Section 413(b)(2)(A) of Dodd-Frank requires the SEC to study the accredited investor definition every four years.  This is the first study. It’s not a SEC inspired review, but one mandated by Congress.

SEC Chair Mary Jo White encourages “investors, companies and other market participants to provide comments as public input will be very valuable as the Commission considers the definition.” The report considers alternative approaches to defining “accredited investor,” provides staff recommendations for potential updates and modifications to the existing definition and analyzes the impact potential approaches may have on the pool of accredited investors.

Few people think that the current income and net worth tests for an accredited investor have much to do with the ability to judge the risks of a private investment. Of course, it also does not mean that non-accredited investors can judge a publicly listed security either.

But the current tests do offer a bright-line than makes it easy toe evaluate a potential investor’s eligibility to participate in the offering.

“Clarity and certainty in the accredited investor definition foster greater confidence in unregistered markets and ultimately could reduce the cost of capital, thereby promoting increased capital formation, particularly for small businesses.”

Given that Regulation D offerings still raise more money than registered offerings, you have to wonder if Congress and the SEC have made it more palatable to stay private.

As for private placements being more risky than registered investments, I will disagree. They may be more or less risky on whether the investment will produce a return. The risk is not in the return. The risk is one of liquidity. A private placement by Exxon may not be any more risky than the public stock. The risk is that there is no market to resell the security. If you suddenly need the cash back from the investment you may have no ability to get it until a liquidation event.

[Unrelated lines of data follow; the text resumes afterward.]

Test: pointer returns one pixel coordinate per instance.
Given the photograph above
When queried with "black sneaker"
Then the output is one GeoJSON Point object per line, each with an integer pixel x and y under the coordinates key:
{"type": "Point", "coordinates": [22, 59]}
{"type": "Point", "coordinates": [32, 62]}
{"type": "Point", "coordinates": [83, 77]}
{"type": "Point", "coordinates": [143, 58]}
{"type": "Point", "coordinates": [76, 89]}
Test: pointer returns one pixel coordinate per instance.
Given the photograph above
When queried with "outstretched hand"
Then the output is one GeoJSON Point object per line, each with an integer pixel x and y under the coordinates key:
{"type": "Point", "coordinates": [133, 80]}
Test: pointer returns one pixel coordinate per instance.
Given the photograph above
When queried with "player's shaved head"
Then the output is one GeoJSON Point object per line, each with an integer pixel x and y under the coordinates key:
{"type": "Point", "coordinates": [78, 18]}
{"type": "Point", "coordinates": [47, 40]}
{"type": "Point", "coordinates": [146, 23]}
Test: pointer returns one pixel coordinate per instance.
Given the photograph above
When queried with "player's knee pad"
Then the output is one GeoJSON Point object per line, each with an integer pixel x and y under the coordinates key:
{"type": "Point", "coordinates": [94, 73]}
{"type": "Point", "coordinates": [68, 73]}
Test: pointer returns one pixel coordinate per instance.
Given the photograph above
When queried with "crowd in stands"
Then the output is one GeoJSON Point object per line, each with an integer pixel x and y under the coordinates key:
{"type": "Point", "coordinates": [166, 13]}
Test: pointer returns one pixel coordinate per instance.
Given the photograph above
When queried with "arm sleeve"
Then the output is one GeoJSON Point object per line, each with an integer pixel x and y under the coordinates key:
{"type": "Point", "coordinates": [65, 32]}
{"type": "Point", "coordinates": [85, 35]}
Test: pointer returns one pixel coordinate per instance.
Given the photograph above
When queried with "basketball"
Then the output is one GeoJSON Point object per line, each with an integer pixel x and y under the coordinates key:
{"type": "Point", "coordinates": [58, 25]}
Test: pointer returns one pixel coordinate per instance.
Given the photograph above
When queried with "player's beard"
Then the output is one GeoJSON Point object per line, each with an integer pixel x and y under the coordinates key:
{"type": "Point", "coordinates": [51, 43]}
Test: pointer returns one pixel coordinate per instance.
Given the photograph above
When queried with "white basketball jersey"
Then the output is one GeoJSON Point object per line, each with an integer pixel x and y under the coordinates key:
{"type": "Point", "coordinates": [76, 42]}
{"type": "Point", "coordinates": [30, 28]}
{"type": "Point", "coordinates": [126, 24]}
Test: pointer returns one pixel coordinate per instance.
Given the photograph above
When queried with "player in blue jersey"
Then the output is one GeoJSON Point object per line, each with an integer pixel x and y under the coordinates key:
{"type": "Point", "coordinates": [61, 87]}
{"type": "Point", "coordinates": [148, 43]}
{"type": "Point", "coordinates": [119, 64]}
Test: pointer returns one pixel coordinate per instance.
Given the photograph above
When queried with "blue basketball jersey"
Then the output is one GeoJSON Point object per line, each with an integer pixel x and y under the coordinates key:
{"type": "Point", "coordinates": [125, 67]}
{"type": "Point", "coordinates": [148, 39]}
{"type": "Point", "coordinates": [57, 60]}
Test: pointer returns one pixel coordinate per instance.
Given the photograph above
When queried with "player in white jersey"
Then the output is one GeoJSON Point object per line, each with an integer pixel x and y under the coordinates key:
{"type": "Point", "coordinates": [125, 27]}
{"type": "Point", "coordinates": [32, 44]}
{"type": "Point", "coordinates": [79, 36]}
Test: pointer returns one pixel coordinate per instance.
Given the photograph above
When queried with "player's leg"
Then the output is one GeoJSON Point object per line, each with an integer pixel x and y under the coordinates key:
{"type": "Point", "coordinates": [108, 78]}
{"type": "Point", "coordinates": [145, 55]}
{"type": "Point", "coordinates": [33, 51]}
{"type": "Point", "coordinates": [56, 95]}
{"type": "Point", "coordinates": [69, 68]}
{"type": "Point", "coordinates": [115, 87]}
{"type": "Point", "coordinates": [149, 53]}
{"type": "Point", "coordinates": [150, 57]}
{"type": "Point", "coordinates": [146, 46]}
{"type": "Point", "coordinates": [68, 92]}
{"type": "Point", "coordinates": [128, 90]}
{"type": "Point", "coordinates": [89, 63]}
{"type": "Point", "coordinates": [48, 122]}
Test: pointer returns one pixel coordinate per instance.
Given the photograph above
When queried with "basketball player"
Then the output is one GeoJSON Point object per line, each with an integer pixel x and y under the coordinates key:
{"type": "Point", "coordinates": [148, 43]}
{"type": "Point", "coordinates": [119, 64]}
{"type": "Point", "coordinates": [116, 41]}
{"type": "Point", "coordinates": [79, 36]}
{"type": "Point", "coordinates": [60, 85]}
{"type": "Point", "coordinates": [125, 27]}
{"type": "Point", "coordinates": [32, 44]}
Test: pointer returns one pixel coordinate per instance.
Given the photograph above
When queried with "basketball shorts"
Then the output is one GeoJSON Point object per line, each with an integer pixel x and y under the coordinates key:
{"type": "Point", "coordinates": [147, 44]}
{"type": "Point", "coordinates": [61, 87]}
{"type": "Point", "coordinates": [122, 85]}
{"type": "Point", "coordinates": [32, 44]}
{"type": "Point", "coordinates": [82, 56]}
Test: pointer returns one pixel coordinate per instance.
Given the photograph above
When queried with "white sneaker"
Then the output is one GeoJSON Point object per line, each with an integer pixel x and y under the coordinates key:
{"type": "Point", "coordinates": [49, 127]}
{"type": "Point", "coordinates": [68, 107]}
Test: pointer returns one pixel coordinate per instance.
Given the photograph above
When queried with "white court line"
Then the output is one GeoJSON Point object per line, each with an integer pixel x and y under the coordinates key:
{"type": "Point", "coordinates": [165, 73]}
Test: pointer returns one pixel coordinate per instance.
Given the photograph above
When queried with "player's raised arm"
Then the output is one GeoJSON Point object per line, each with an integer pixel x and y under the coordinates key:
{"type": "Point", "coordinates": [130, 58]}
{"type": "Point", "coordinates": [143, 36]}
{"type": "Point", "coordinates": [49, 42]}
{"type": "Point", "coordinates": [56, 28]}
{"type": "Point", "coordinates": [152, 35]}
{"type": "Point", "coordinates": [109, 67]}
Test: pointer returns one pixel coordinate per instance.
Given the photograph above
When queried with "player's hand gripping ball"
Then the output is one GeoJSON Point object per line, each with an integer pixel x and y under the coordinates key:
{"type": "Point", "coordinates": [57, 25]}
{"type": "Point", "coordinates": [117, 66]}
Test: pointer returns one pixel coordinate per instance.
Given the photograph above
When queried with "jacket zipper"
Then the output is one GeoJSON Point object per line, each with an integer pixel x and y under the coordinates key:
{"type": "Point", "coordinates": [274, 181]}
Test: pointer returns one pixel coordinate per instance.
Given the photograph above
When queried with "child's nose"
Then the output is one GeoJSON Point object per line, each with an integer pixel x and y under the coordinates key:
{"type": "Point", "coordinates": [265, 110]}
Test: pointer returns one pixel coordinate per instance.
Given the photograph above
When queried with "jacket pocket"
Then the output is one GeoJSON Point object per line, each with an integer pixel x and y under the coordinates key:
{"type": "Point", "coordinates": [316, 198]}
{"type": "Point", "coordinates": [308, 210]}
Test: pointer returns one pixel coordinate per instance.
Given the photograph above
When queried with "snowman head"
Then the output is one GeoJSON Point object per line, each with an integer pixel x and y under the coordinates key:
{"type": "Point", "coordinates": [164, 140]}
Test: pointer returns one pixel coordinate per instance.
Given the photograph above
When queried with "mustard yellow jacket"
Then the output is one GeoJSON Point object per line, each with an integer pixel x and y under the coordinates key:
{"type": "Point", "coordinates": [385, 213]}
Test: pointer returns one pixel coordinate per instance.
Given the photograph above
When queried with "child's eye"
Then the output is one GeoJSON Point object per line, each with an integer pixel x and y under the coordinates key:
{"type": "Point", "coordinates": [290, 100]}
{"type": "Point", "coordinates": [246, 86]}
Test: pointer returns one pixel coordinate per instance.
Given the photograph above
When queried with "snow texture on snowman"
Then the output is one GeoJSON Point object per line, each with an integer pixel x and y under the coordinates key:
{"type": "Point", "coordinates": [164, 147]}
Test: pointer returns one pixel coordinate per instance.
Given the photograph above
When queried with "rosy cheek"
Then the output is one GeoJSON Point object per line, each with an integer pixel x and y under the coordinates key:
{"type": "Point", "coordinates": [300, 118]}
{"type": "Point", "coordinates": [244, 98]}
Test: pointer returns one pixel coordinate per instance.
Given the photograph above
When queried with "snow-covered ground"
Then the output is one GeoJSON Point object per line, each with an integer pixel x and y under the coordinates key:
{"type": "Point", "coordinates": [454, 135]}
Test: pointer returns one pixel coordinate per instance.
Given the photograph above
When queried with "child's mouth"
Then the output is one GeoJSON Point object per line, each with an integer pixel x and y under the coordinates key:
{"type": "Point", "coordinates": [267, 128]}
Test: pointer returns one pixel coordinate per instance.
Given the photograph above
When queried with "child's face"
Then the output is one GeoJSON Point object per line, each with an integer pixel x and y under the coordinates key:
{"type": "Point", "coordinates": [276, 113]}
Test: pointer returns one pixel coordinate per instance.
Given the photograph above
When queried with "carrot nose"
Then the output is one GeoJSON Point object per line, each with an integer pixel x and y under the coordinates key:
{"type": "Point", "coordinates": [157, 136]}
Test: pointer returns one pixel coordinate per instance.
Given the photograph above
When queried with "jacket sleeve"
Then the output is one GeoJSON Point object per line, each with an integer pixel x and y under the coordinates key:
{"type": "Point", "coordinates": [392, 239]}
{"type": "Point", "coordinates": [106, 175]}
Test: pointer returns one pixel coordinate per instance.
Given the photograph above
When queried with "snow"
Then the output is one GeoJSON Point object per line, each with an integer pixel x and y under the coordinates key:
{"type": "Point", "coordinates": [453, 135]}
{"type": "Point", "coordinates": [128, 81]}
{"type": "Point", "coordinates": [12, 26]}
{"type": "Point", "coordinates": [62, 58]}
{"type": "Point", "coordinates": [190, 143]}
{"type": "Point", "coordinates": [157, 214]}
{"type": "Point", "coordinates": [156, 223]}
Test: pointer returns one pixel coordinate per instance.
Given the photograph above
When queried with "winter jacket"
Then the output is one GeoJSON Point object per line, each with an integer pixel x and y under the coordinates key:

Here are the two groups of recommendations from the Report:

The Commission should revise the financial thresholds requirements for natural persons to qualify as accredited investors and the list-based approach for entities to qualify as accredited investors. The Commission could consider the following approaches to address concerns with how the current definition identifies accredited investor natural persons and entities:

  • Leave the current income and net worth thresholds in place, subject to investment limitations.
  • Create new, additional inflation-adjusted income and net worth thresholds that are not subject to investment limitations.
  • Index all financial thresholds for inflation on a going-forward basis.
  • Permit spousal equivalents to pool their finances for purposes of qualifying as accredited investors.
  • Revise the definition as it applies to entities by replacing the $5 million assets test with a $5 million investments test and including all entities rather than specifically enumerated types of entities.
  • Grandfather issuers’ existing investors that are accredited investors under the current definition with respect to future offerings of their securities.

The Commission should revise the accredited investor definition to allow individuals to qualify as accredited investors based on other measures of sophistication. The Commission could consider the following approaches to identify individuals who could qualify as accredited investors based on criteria other than income and net worth:

  • Permit individuals with a minimum amount of investments to qualify as accredited investors.
  • Permit individuals with certain professional credentials to qualify as accredited investors.
  • Permit individuals with experience investing in exempt offerings to qualify as accredited investors.
  • Permit knowledgeable employees of private funds to qualify as accredited investors for investments in their employer’s funds.
  • Permit individuals who pass an accredited investor examination to qualify as accredited investors.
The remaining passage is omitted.